SITE Intelligence Group reports that an Al Qaeda offshoot has claimed responsibility for the incident in northern Togo

As reported by the SITE Intelligence Group, an al Qaeda offshoot has taken credit for an attack that occurred on Saturday in northern Togo that resulted in the deaths of at least six persons.

An army barracks near the Burkina Faso border was the target of the strike. The terrorist violence that has devastated Mali, Burkina Faso, and Niger, its northern neighbors, for more than ten years, has not yet reached Togo.

A Jama’a Nusrat ul-Islam wa al-Muslimin (JNIM) statement was cited by SITE late on Monday. It stated that “on July 20, fighters took control of a Togolese army barracks in Dapaong, in the northern part of the country, killing six elements and seizing many weapons.”

A spokesman for the Togolian army told Reuters that he had sufficient information to comment on the incident.

Along with attacking eight other military operations in Burkina Faso, Mali, and Niger, JNIM claimed credit for those strikes in its statement, claiming to have killed over 22 servicemen in four days.

The beginnings of violence in the Sahel region south of the Sahara occurred in 2012 when jihadist organizations took advantage of a Tuareg uprising in northern Mali.

Since then, despite expensive military attempts to drive them back, groups associated with the Islamic State and Al Qaeda have taken control of land, expanding into Burkina Faso, Niger, and, more lately, the north of coastal nations like Togo.

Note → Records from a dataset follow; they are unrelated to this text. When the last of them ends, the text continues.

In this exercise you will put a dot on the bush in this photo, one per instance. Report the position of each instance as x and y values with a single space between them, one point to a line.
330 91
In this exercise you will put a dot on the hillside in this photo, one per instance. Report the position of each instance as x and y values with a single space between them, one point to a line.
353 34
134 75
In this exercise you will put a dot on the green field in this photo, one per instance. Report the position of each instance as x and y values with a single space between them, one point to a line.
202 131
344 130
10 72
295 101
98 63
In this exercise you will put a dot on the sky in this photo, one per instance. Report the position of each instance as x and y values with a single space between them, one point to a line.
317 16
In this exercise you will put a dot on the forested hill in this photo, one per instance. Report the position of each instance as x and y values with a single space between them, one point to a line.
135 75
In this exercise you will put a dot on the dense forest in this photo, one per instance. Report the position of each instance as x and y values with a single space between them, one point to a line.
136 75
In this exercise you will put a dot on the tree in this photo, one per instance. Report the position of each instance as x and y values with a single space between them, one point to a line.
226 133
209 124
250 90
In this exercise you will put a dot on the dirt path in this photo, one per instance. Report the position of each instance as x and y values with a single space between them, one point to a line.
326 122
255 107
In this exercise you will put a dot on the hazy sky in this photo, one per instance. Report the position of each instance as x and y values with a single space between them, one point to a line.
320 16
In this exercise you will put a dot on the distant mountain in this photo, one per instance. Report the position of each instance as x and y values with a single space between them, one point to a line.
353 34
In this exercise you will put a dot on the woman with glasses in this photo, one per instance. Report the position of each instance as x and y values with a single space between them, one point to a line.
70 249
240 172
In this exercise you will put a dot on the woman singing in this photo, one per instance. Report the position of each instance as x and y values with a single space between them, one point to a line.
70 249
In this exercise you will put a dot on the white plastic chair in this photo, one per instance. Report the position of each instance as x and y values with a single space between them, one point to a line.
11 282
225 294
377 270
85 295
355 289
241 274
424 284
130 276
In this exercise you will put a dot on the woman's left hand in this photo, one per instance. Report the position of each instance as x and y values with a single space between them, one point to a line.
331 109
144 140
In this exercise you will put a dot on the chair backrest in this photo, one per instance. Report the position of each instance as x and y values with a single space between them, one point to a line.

Millions of people have been displaced and thousands of people have died as a result.

Since 2020, there have been two coups in Mali, two in Burkina Faso, and one in Niger as a result of the authorities’ failure to protect citizens.

Since then, juntas have abandoned their conventional Western friends in favor of Russian assistance in combating the gangs. The three nations established a combined force in March to address security challenges on their own borders.